Chuck Hull, Inventor of stereolithography, and Co-Founder and Chief Technology Officer, 3D Systems, notes that the 3D printing technology is well suited as a material development delivery tool. “A key is that the amount of material that it takes is very small. So we aren’t bound with the user requirement of stereolithography where the material has to be very stable for 1 year, 2 years or 3 years.”
With this additive manufacturing development kit, and the speed of Figure 4, you can get physical properties that include high temperature, toughness, elastomerics and bio-compatibility.
“The technology is so fast,” says Patrick Dunne, VP, Advanced Applications, 3D Systems, “that you can pull geometry, you can pull 100 ml from a 250 ml vat so rapidly that you can now tolerate extremely unstable chemistries—chemistries that we would never consider using in the past.”
Part of the benefit is that vat life no longer needs to meet a time frame of a couple of years.
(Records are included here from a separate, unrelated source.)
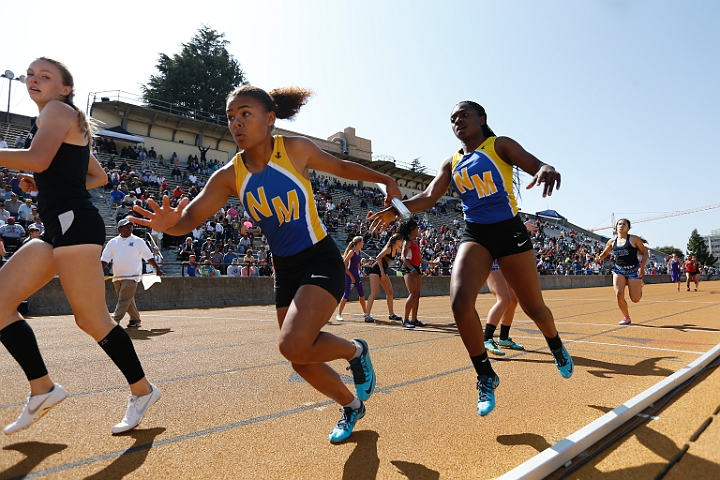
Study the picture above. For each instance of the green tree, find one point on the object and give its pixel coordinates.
(698, 247)
(198, 78)
(670, 250)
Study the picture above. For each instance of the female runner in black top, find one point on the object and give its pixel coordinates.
(59, 154)
(378, 275)
(629, 269)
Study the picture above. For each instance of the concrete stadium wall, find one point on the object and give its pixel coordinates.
(189, 292)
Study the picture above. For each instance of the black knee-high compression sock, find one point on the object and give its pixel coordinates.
(482, 365)
(489, 331)
(20, 341)
(120, 349)
(504, 332)
(554, 343)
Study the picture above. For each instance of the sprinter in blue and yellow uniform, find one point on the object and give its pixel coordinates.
(482, 174)
(271, 177)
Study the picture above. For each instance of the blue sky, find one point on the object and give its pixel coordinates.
(621, 97)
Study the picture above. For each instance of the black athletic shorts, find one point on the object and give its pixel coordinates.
(408, 271)
(501, 239)
(74, 227)
(319, 265)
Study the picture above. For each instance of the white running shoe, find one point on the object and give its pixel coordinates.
(36, 407)
(137, 408)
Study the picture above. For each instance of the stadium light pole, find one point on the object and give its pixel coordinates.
(11, 76)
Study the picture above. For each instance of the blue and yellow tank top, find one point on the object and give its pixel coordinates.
(281, 202)
(485, 184)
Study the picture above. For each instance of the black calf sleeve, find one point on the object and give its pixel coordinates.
(20, 341)
(482, 365)
(554, 343)
(120, 349)
(489, 331)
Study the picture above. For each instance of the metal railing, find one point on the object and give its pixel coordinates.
(154, 104)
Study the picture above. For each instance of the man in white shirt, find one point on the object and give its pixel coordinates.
(25, 215)
(234, 270)
(126, 252)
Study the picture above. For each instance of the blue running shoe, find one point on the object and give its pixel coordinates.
(510, 344)
(343, 429)
(486, 393)
(492, 347)
(563, 361)
(363, 372)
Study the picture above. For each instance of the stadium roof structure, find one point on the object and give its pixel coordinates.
(550, 214)
(119, 133)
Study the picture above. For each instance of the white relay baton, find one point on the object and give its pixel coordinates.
(397, 203)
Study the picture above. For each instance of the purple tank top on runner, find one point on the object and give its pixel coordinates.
(355, 264)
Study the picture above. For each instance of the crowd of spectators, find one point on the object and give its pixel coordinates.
(226, 243)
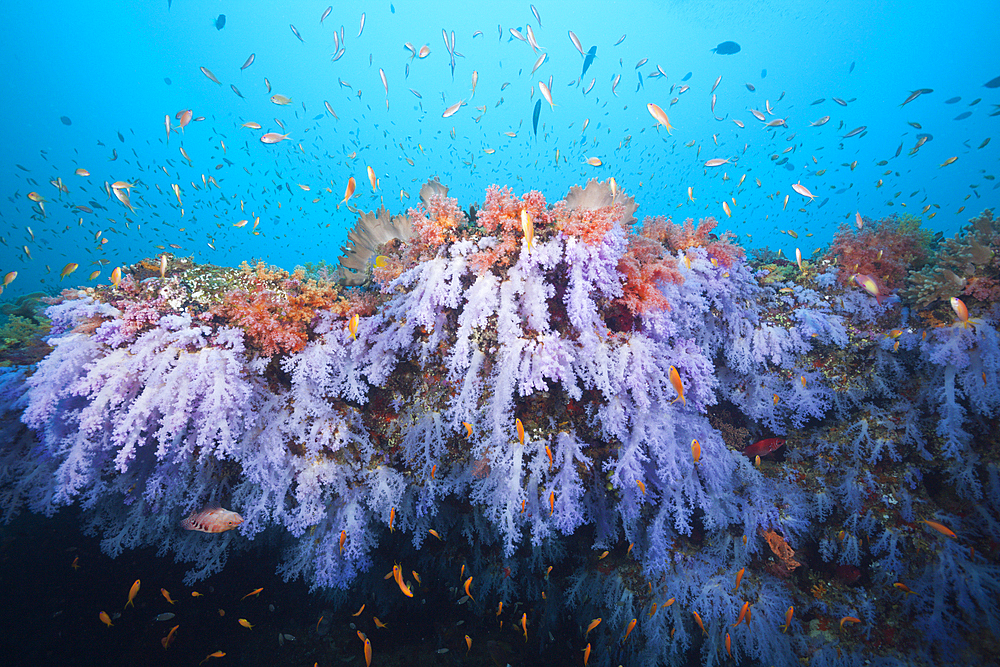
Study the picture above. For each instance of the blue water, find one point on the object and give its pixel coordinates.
(103, 65)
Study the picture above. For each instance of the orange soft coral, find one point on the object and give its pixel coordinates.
(884, 250)
(786, 563)
(436, 226)
(263, 316)
(591, 225)
(681, 237)
(501, 216)
(645, 266)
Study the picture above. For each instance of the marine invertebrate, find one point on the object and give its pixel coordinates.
(884, 249)
(509, 388)
(969, 255)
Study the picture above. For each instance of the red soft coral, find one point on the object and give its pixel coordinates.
(682, 237)
(436, 226)
(591, 225)
(263, 316)
(645, 266)
(883, 250)
(501, 216)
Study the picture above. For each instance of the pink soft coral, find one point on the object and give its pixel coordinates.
(501, 216)
(263, 316)
(883, 250)
(682, 237)
(591, 225)
(436, 226)
(645, 266)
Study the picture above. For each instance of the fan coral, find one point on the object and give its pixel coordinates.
(561, 400)
(885, 250)
(966, 263)
(681, 237)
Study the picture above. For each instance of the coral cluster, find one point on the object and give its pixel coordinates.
(564, 398)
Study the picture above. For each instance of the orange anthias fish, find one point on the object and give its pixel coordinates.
(217, 654)
(132, 592)
(788, 619)
(468, 582)
(397, 574)
(628, 631)
(254, 592)
(212, 520)
(743, 614)
(169, 639)
(868, 284)
(739, 578)
(661, 118)
(961, 311)
(939, 527)
(675, 379)
(701, 625)
(351, 184)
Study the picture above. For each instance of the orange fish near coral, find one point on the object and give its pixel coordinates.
(940, 527)
(628, 631)
(675, 379)
(764, 447)
(212, 520)
(468, 582)
(961, 311)
(788, 619)
(169, 639)
(528, 227)
(132, 592)
(868, 284)
(351, 184)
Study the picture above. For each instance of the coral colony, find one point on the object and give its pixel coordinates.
(595, 418)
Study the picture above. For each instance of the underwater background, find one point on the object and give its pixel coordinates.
(726, 453)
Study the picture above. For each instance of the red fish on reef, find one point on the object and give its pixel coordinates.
(212, 520)
(763, 447)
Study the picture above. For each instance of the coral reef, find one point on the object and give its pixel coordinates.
(564, 398)
(965, 264)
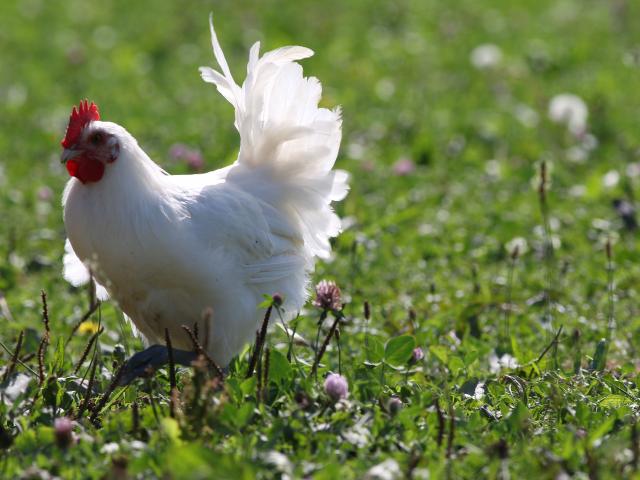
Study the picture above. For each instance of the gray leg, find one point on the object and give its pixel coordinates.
(153, 357)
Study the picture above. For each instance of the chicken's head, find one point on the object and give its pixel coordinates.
(88, 147)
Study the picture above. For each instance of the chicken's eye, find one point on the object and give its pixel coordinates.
(96, 138)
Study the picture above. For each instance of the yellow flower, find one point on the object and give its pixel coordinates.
(89, 327)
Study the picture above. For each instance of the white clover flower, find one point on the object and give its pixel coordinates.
(518, 243)
(570, 110)
(109, 448)
(486, 56)
(387, 470)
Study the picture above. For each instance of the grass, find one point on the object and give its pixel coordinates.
(530, 367)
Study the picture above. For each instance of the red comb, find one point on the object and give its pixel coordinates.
(78, 120)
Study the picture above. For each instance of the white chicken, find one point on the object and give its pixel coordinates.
(168, 248)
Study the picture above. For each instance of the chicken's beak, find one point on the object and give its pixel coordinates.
(68, 154)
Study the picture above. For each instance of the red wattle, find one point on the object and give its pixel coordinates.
(85, 169)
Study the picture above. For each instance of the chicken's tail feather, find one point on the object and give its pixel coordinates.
(288, 146)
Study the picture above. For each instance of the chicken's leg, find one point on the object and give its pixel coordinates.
(153, 357)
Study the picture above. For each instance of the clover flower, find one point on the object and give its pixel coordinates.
(486, 56)
(63, 431)
(570, 110)
(336, 387)
(327, 296)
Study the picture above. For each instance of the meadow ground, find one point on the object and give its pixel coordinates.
(498, 241)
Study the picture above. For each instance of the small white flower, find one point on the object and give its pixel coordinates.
(569, 109)
(486, 56)
(506, 361)
(387, 470)
(518, 242)
(611, 178)
(526, 115)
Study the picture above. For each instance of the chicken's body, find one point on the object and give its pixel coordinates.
(175, 250)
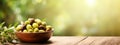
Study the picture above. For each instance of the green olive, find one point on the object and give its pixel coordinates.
(41, 31)
(35, 25)
(48, 27)
(38, 21)
(31, 20)
(30, 30)
(25, 31)
(27, 22)
(19, 27)
(44, 23)
(36, 30)
(29, 26)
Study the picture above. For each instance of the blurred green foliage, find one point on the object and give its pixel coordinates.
(68, 17)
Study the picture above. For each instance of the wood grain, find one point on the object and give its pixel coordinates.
(78, 40)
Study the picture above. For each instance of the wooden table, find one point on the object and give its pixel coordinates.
(80, 40)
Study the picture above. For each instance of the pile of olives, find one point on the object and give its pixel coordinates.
(33, 25)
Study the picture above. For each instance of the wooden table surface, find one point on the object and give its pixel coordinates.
(80, 40)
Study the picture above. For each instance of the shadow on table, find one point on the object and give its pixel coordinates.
(39, 43)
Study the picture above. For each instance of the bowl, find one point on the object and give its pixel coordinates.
(34, 37)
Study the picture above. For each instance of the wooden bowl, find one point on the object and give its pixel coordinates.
(34, 37)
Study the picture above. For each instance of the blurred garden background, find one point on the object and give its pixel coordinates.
(68, 17)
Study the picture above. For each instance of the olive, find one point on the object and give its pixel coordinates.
(19, 27)
(29, 26)
(38, 21)
(42, 27)
(48, 28)
(30, 30)
(27, 22)
(41, 31)
(44, 23)
(35, 25)
(31, 20)
(25, 31)
(36, 30)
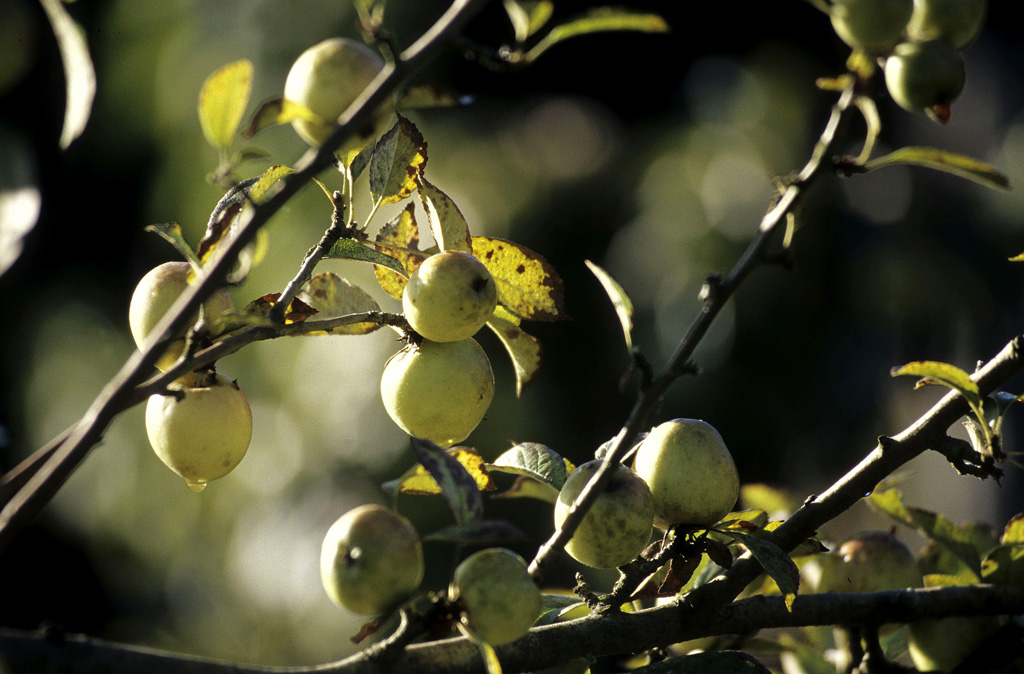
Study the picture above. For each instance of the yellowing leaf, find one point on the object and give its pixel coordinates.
(419, 480)
(445, 220)
(332, 296)
(523, 349)
(397, 160)
(527, 285)
(398, 239)
(222, 101)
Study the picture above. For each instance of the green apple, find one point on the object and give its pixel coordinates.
(371, 560)
(925, 77)
(617, 525)
(872, 26)
(690, 473)
(157, 292)
(942, 644)
(326, 79)
(870, 561)
(203, 434)
(438, 390)
(956, 22)
(450, 297)
(498, 598)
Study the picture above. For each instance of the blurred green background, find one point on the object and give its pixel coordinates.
(652, 156)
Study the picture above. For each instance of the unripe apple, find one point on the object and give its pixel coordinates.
(450, 297)
(157, 292)
(372, 559)
(870, 561)
(690, 473)
(438, 390)
(203, 434)
(872, 26)
(925, 77)
(500, 600)
(617, 525)
(939, 645)
(326, 79)
(956, 22)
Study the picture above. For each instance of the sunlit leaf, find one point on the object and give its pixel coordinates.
(222, 101)
(332, 296)
(716, 662)
(934, 527)
(776, 563)
(80, 76)
(524, 350)
(445, 220)
(942, 160)
(535, 460)
(620, 300)
(528, 488)
(596, 20)
(944, 374)
(20, 200)
(171, 233)
(398, 159)
(527, 285)
(488, 532)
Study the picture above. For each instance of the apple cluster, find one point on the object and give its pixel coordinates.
(440, 387)
(202, 425)
(683, 475)
(920, 42)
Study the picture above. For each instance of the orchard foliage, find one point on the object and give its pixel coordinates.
(712, 573)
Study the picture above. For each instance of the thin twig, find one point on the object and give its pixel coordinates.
(717, 293)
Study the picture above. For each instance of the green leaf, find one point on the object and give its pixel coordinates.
(171, 232)
(332, 296)
(935, 527)
(80, 76)
(535, 460)
(527, 285)
(620, 300)
(527, 17)
(446, 222)
(398, 159)
(222, 101)
(349, 249)
(1005, 565)
(457, 485)
(776, 563)
(1014, 532)
(941, 160)
(599, 19)
(717, 662)
(944, 374)
(399, 239)
(524, 350)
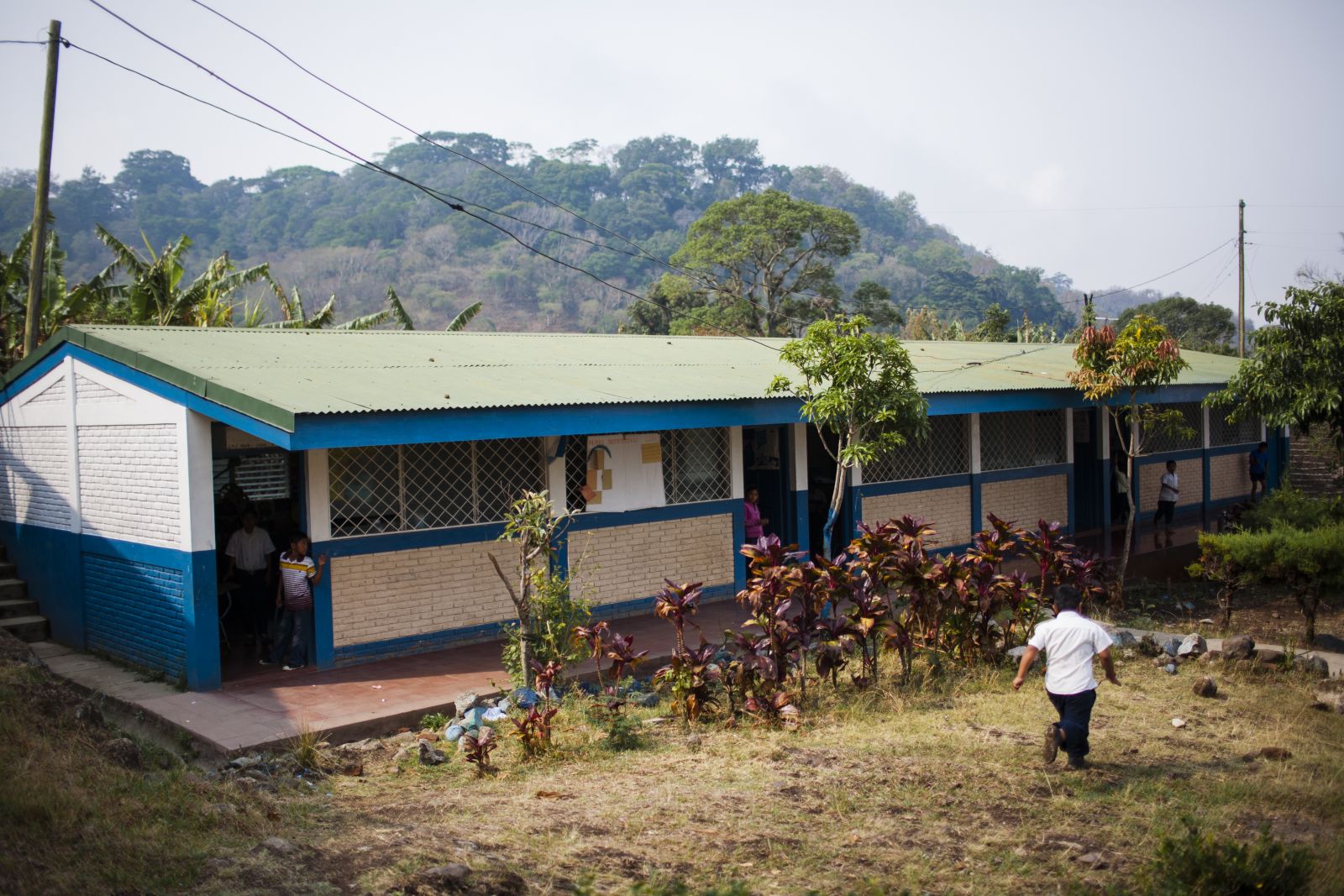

It can now be days or even a few hours, enabling a wider range of materials.
The Figure 4 is a configurable system. You can pick and choose the parts that you want and fit them into the workflow and stream of your factory.
“After 30 years of bringing this sort of technology up through prototyping and up through various kinds of manufacturing applications,” says Hull, “it feels really good now to see it starting to go towards mainstream manufacturing.”